= Friends of Israel in the Parliament of Norway =

Friends of Israel in the Parliament of Norway (Israels Venner på Stortinget) is a pro-Israel caucus group consisting of members of the Parliament of Norway.

==History==
In 1974, the group constituted a majority in the Parliament of Norway for the first time, with 86 members among the 150 parliamentary representatives. All political parties except for the Socialist Electoral League were represented. In 1981 the group had 100 members, but this number declined following the Israeli invasion of Lebanon in 1982.

In the 2005, the group had 28 members from three political parties; 16 from the Progress Party (FrP), 10 from the Christian Democratic Party (KrF) and 2 from the Conservative Party (H). One member, KrF's Jon Lilletun, died during the term. In comparison, the number of seats in parliament for each party was 38 from the Progress Party, 11 from the Christian Democratic Party and 23 from the Conservative Party. The group was chaired by Ingebrigt S. Sørfonn of the Christian Democratic Party.

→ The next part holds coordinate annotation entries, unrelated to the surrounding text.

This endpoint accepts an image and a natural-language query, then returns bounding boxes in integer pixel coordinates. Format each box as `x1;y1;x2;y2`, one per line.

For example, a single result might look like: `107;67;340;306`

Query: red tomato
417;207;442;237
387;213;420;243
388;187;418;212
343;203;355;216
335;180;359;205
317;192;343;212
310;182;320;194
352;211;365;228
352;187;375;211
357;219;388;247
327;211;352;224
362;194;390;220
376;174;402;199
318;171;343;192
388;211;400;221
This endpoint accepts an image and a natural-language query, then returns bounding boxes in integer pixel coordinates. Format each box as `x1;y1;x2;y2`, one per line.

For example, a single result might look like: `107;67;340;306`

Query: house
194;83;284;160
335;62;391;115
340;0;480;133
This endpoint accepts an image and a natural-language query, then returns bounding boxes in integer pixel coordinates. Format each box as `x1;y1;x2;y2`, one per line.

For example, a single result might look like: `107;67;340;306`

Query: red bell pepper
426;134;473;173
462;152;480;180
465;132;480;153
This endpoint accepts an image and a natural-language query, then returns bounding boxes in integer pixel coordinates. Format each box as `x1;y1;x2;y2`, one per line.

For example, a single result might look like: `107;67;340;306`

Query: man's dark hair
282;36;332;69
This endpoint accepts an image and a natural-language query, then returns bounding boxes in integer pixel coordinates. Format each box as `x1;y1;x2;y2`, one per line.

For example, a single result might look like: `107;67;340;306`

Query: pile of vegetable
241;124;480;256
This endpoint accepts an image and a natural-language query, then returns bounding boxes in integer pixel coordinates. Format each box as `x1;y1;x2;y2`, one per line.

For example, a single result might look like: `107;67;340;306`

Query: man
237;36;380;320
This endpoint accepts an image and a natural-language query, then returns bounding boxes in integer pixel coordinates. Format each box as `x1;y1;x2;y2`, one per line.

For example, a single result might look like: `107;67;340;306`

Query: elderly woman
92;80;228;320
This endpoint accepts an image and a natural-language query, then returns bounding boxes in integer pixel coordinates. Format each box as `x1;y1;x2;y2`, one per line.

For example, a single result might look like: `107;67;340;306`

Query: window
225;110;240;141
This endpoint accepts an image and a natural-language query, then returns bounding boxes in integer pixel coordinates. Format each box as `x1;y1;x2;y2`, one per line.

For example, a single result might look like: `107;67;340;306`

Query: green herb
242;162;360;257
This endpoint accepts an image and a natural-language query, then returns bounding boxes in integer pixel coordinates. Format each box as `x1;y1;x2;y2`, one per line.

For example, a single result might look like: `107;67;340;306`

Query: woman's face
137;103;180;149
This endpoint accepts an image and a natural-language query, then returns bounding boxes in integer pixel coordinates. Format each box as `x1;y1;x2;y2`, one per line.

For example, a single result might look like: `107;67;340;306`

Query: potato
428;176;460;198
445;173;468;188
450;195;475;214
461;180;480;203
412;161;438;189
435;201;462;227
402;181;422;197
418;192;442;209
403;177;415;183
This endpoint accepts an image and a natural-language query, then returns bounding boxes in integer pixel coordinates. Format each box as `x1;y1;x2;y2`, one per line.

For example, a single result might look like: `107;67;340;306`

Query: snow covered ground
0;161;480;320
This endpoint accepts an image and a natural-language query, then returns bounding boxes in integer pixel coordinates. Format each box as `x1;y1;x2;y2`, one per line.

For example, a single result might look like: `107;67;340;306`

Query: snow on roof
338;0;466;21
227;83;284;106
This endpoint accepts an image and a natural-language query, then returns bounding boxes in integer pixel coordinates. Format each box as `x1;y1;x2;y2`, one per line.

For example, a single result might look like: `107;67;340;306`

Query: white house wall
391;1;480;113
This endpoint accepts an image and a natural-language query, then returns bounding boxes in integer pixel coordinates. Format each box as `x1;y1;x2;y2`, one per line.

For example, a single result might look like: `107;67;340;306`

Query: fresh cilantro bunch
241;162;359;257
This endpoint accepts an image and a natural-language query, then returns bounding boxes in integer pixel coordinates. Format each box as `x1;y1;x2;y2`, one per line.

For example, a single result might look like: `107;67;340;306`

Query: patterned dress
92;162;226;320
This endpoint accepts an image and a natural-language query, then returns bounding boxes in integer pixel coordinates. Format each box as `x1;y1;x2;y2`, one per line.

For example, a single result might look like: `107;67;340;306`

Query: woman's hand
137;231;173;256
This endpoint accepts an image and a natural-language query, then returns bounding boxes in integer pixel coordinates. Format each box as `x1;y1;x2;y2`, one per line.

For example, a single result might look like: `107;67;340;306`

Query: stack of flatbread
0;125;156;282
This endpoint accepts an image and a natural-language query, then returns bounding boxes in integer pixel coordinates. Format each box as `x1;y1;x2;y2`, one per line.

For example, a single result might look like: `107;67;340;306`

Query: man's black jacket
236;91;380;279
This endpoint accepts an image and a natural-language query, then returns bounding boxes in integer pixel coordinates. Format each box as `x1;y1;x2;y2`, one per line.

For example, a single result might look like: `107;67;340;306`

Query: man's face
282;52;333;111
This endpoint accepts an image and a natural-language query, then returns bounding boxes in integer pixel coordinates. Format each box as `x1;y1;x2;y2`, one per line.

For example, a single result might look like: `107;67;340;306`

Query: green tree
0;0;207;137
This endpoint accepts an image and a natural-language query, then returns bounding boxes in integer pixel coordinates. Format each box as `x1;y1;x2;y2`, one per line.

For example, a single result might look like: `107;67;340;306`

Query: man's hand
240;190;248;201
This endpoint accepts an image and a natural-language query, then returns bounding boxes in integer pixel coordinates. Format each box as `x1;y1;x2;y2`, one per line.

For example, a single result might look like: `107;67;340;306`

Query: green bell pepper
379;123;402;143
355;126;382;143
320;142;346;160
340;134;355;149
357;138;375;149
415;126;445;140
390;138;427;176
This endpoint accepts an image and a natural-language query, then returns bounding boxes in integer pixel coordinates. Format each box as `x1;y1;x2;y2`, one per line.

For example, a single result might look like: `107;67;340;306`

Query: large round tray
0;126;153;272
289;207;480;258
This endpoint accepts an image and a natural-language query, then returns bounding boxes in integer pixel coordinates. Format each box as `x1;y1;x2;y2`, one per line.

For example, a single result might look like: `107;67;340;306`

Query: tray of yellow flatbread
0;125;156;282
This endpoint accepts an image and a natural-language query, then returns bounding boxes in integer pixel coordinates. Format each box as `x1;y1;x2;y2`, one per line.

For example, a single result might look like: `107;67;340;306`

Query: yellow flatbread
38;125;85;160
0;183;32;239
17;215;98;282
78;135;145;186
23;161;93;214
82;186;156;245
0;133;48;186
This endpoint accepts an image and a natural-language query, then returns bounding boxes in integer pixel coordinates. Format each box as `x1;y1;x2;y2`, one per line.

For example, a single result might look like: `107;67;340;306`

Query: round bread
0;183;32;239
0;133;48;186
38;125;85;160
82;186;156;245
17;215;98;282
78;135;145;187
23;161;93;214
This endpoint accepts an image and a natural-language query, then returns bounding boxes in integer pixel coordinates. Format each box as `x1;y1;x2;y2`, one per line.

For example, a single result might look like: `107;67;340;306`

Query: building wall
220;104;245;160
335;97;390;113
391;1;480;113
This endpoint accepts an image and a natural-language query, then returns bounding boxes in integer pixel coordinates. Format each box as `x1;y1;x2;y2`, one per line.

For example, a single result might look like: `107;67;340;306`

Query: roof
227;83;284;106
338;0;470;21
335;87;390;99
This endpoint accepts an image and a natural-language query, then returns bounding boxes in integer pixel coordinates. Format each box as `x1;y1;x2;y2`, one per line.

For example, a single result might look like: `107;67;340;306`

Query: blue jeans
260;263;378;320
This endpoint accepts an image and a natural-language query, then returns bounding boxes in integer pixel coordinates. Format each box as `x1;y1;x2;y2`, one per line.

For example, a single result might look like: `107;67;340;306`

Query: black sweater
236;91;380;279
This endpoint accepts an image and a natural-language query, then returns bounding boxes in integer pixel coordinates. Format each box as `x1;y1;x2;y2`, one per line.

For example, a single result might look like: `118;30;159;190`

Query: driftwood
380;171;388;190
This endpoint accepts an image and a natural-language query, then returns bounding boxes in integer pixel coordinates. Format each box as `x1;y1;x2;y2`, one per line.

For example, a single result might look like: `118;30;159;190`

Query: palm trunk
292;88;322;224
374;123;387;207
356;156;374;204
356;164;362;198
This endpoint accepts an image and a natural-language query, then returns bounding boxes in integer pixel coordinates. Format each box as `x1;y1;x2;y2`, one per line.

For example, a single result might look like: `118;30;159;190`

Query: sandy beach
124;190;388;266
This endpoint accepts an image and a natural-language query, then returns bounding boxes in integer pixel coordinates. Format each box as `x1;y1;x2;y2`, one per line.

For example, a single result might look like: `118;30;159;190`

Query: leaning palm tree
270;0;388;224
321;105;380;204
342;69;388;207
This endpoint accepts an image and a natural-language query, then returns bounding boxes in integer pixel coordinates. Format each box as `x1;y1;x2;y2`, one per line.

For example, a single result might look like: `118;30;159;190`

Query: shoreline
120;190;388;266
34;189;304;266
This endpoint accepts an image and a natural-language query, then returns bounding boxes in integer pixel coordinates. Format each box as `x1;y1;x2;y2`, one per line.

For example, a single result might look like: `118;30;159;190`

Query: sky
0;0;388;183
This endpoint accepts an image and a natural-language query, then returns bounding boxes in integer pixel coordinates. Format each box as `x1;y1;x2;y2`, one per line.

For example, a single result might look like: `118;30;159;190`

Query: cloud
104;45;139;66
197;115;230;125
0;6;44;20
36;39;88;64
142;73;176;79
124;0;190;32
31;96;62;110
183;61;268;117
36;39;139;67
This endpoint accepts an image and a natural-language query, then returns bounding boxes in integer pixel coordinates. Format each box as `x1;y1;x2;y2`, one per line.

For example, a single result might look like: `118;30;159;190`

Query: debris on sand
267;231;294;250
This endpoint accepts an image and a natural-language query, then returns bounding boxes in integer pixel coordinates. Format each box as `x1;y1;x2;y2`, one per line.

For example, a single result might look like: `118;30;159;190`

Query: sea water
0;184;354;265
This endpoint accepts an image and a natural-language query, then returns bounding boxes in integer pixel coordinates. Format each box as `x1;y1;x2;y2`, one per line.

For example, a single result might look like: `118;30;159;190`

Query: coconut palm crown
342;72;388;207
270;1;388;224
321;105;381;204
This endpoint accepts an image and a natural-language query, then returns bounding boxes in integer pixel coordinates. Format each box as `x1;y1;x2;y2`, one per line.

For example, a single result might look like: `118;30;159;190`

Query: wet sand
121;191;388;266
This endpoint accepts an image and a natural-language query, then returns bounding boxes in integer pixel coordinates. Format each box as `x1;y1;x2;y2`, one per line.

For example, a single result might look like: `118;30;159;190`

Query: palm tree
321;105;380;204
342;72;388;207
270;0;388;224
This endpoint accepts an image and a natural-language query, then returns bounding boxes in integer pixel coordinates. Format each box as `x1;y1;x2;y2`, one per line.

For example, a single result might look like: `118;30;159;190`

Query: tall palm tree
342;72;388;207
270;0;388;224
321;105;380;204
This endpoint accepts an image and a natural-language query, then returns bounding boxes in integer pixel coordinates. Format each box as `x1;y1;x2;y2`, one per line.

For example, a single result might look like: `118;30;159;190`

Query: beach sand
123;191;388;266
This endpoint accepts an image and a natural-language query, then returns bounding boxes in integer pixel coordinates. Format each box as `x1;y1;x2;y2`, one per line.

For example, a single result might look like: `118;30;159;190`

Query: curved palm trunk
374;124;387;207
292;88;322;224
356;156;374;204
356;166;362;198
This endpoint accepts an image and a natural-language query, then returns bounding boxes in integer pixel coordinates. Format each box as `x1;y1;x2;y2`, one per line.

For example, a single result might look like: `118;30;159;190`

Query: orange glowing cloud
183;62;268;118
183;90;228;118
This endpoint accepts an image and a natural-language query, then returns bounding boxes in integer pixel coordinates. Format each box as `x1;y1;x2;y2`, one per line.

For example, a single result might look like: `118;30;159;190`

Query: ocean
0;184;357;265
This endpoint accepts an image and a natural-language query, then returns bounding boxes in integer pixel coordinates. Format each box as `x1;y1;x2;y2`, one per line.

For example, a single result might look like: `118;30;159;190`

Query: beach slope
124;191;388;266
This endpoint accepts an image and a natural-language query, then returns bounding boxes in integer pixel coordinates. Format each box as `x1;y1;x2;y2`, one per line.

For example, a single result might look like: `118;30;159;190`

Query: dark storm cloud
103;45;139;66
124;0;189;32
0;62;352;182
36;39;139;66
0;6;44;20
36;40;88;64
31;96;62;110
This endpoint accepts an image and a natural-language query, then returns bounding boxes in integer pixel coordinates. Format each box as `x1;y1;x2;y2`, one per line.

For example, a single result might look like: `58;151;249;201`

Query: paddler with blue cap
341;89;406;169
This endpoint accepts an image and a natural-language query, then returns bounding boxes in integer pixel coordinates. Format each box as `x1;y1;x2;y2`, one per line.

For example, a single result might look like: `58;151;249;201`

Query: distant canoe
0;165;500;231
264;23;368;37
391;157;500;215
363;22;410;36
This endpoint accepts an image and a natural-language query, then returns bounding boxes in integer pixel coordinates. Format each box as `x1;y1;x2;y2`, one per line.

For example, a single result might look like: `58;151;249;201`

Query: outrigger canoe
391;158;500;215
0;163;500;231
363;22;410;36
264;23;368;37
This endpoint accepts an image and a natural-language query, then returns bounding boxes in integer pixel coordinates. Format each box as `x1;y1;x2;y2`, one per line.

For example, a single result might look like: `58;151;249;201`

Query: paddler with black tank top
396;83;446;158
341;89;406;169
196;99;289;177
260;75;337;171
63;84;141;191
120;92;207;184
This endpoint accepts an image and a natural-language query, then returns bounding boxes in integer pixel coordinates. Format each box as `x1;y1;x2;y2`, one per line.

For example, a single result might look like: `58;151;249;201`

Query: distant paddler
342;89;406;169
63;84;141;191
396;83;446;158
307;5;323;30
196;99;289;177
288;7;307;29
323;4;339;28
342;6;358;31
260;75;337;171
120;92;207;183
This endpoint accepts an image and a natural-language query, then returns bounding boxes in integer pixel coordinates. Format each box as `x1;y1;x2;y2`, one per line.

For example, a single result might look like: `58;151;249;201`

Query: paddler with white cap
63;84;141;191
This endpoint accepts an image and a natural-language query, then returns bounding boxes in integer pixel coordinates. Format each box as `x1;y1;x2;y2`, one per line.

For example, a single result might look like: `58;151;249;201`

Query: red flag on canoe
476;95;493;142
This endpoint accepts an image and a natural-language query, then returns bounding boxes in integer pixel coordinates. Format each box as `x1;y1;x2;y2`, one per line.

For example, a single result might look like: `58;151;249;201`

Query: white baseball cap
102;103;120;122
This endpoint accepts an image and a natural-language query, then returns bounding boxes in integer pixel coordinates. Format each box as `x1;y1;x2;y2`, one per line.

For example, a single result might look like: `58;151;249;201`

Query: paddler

In late 2007, an initiative was taken to form an opposing parliamentary group, Friends of Palestine in the Parliament of Norway, in support of Palestinians.

After the 2009 election, the groups supporting Israel and Palestine reconvened. Torbjørn Røe Isaksen (H) joined both groups. In late November 2009 the group had 26 members; 13 from the Progress Party (FrP), 10 from the Christian Democratic Party (KrF) and 3 from the Conservative Party (H). In comparison, the number of seats in parliament for each party was 41 from the Progress Party, 10 from the Christian Democratic Party and 30 from the Conservative Party. The members elected Hans Olav Syversen as leader from 2009 to 2011, and Jørund Rytman as leader from 2011 to 2013.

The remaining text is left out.